Incidentally, because he was LDS, he recruited and coordinated down-time converts. He’d been the one who picked most of the Westphalia radio team.
Now he shook his head at Ben Leek. “You’re being short-sighted. Yes, the governor over there has been slow to show any interest in up-time technology . . . ”
“Slow as molasses,” Bill Roberts interrupted. “Slower.”
“Look, Bill!” That was Pete Rush.
“Slow, not outright opposed,” Ted said. “According to Edgar Frost, there are practical reasons why . . . ”
“He’s a do-nothing,” Bill persisted.
“Don’t shoot yourself in the foot. Nolan Wilson was here in Magdeburg at Imperial Tech for a couple of years; now he’s with the forces in Hamburg. I had him get in touch with Hektor Lobitz—you may have met the boy. Willard and Emma Thornton fostered him for the first couple of years after he arrived in Grantville as a refugee; then when Willard and Emma went to Bamberg, Joel and Gigi Carstairs took him in.”
Ben frowned. “Don’t think I ever met him.”

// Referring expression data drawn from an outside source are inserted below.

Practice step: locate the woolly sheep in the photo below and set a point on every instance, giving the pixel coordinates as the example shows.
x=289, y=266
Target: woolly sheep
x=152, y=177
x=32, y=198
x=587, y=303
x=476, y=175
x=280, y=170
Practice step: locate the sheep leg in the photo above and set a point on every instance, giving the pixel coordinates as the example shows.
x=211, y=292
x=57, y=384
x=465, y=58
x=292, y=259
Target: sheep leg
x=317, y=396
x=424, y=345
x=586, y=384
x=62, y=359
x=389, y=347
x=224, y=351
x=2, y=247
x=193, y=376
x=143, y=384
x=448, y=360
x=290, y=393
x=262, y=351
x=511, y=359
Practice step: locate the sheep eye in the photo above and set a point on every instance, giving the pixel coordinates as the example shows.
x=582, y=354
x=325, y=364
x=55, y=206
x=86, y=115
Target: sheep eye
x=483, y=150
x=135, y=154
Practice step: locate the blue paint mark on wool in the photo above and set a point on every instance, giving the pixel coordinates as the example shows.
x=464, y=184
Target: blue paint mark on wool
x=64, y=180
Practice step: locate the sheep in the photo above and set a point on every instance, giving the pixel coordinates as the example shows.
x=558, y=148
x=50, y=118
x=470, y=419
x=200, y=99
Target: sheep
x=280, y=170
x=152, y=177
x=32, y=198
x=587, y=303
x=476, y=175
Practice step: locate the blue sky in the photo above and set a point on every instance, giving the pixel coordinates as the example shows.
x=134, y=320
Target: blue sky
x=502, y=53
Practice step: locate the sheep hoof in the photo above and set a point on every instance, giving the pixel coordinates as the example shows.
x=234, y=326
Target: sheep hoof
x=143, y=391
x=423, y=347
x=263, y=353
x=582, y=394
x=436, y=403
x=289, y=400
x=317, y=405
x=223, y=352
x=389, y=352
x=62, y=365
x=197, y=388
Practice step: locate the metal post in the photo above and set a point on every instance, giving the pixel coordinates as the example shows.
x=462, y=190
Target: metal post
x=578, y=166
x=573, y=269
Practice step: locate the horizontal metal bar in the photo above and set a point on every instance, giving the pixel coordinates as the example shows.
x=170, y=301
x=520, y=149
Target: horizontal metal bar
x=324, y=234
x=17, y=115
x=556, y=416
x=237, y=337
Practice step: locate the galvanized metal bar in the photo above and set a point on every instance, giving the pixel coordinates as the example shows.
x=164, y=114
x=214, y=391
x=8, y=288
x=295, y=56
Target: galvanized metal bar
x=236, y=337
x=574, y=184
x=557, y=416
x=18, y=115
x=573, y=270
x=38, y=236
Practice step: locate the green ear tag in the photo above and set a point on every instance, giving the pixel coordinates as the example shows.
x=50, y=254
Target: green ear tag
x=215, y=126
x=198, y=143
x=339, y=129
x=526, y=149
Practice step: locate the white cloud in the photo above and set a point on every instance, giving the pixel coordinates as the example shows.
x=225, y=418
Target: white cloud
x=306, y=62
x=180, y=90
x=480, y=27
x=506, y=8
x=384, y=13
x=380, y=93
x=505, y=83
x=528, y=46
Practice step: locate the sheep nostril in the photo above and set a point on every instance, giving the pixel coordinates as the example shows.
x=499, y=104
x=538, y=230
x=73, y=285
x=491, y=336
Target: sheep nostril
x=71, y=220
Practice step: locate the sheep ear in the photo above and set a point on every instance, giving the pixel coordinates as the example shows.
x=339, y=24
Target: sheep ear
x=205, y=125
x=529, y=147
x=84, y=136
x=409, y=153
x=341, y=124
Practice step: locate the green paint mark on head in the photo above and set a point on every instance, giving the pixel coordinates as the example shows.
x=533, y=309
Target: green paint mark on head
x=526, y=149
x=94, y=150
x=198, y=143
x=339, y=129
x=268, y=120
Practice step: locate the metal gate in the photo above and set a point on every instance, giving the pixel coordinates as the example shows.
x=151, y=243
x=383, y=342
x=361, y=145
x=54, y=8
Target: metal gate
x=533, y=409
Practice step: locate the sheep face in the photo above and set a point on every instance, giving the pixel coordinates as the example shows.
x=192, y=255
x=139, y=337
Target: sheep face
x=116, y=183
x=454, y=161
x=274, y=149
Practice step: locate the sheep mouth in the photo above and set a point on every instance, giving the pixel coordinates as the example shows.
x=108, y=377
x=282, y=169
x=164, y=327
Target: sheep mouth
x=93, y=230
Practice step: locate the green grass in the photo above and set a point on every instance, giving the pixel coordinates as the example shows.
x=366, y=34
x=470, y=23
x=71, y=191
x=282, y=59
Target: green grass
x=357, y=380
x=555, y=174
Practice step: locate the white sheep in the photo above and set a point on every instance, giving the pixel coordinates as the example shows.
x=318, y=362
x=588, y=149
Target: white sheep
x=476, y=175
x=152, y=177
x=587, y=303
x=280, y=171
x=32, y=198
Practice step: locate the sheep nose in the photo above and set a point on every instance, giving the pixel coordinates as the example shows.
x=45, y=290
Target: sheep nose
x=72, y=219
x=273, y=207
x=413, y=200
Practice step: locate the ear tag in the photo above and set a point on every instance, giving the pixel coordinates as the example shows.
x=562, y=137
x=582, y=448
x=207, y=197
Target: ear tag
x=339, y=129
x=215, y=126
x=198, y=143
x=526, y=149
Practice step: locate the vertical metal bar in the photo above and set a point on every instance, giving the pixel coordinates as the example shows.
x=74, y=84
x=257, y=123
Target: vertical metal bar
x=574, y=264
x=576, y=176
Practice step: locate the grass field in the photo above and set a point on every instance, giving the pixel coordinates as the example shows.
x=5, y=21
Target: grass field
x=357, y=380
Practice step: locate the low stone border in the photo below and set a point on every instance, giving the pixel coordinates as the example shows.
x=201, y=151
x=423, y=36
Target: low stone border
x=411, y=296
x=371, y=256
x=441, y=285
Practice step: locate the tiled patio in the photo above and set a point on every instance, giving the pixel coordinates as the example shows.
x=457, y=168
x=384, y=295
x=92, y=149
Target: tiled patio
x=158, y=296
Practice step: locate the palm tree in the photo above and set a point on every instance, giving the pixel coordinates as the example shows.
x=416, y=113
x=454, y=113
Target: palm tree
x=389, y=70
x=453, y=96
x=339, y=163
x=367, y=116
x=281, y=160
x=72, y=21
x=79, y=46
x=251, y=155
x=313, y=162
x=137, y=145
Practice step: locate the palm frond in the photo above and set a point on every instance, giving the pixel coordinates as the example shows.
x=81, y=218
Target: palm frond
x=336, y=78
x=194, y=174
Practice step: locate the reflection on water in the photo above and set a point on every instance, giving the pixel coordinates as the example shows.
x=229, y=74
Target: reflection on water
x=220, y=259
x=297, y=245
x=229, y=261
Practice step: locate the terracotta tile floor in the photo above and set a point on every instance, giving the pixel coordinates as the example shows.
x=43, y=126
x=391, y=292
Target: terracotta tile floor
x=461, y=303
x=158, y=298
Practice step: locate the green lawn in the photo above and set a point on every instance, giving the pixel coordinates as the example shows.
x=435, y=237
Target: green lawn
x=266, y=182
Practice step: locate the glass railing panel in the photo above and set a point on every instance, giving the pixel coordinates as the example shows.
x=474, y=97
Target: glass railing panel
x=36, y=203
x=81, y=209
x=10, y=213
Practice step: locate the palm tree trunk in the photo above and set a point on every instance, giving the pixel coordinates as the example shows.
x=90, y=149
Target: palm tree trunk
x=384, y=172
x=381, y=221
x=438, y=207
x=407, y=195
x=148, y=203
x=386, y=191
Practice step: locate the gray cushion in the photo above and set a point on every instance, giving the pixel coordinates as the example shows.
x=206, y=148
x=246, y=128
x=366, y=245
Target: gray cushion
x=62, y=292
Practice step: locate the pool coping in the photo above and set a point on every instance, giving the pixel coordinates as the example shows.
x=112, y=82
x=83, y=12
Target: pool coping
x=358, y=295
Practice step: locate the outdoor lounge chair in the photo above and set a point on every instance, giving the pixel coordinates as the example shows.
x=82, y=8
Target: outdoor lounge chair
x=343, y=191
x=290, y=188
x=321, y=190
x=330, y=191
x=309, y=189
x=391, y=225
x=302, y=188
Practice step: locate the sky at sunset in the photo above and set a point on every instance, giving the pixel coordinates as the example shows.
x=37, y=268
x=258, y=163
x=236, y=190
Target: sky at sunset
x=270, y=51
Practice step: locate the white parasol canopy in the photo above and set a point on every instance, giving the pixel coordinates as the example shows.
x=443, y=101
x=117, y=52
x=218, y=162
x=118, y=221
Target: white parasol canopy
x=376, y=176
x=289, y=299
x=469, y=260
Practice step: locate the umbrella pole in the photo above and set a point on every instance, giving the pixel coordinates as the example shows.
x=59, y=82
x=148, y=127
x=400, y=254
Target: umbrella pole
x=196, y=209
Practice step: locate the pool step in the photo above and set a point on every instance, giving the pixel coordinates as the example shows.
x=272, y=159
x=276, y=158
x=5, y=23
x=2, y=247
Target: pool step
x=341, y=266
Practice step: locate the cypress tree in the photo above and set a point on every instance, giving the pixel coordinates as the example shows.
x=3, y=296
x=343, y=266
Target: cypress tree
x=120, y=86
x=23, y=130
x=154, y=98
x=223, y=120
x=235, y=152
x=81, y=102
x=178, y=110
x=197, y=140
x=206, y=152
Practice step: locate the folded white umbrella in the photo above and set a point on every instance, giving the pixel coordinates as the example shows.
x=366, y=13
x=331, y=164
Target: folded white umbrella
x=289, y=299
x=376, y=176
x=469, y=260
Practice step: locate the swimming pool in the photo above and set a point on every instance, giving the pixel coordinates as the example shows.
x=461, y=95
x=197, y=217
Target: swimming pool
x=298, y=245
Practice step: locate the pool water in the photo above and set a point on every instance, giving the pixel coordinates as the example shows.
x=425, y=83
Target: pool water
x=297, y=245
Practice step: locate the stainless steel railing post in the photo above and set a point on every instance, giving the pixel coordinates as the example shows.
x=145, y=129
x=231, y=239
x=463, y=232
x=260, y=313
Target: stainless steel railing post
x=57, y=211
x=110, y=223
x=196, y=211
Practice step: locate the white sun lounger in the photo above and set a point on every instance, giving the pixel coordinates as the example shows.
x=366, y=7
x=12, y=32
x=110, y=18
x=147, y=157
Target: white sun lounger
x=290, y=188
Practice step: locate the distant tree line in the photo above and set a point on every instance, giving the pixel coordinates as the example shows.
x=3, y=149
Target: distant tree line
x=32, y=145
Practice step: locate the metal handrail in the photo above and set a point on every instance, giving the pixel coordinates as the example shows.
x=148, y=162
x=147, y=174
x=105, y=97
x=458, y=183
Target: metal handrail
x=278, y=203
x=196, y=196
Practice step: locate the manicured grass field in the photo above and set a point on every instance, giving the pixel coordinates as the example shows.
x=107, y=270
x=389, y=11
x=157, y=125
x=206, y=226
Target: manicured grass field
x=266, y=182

“Hektor got a look at the governor’s office in Münster. He required them to stop there and talked to them before he sent them on up to where the installation’s going in near Bremen; explained what he wanted. He had no idea of how to get it, but apparently he figured that was why he’d hired them. The guy has reams of pocket folders; one of your own rolodex-style things; In and Out and a lot of other boxes. If he can see a reason for something up-time, he’s not going to turn it down just because it is up-time. Aren’t you in the business of selling office equipment? His money is as good as any other.”